Outbox Pattern With Debezium
Traditional outbox pattern: application writes to both orders table and outbox table. A polling process reads outbox and publishes to Kafka. Slow.
Debezium outbox: Write to orders. Debezium captures it. Application writes to outbox in the same transaction for reliability. Debezium streams both changes; a transformer extracts outbox events and publishes to Kafka topics.
This replaces the polling outbox processor entirely. Changes flow to Kafka as soon as they commit to PostgreSQL.

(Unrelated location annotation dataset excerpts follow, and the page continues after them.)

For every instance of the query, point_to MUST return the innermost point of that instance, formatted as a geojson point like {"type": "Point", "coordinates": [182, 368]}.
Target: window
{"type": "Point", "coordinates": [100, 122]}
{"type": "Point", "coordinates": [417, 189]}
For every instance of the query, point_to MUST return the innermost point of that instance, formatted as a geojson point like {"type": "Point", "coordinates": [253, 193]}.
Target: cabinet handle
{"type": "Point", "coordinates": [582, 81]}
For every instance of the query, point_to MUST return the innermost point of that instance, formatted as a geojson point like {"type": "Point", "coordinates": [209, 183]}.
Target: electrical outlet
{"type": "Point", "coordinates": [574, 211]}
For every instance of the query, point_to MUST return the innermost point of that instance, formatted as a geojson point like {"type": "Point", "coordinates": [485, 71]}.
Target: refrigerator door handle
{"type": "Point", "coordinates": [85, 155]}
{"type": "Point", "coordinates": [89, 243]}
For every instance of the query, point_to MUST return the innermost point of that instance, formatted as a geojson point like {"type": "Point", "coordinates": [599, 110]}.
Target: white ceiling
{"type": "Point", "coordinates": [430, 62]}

Debezium Server for Lightweight CDC Without Kafka
Not everyone runs Kafka. Debezium Server is a standalone service that reads CDC logs and pushes to HTTP, S3, Pulsar, or RabbitMQ without requiring Kafka:
debezium:
server:
engine:
name: postgres
connector:
class: io.debezium.connector.postgresql.PostgresConnector
database.hostname: localhost
database.user: replicator
database.password: secret
database.dbname: mydb
transforms:
- type: ExtractNewRecordState
sink:
type: http
http.url: http://localhost:3000/webhooks/cdc
Debezium Server POSTs each change to your webhook. Process it in your application. No Kafka, no extra infrastructure.
Monitoring Lag and Offset
Track how far behind CDC is:
kafka-consumer-groups --bootstrap-server localhost:9092 \
--group debezium --describe
Output shows lag per topic partition. High lag means Debezium can't keep up. Scale Kafka partitions or optimize the connector.
Monitor in application:
const admin = kafka.admin();
const groupOffsets = await admin.fetchOffsets('debezium');
const lag = (highWatermark) - (currentOffset);
console.log(`Lag: ${lag} messages`);
Set alerts when lag exceeds threshold (e.g., >10k messages).
Checklist
- Enable logical replication in PostgreSQL
- Create replication user with appropriate permissions
- Deploy Kafka and Kafka Connect
- Configure Debezium PostgreSQL connector
- Test that changes appear in Kafka topics
- Set up sink connectors for target systems
- Implement custom consumers for complex transformations
- Monitor CDC lag and alerting
- Document your CDC topology and schema mappings
- Test failover scenarios (connector crash, DB restart)
Conclusion
Debezium eliminates the polling and consistency headaches of syncing data across systems. Read from your database's transaction log, stream changes to Kafka, and subscribe from anywhere.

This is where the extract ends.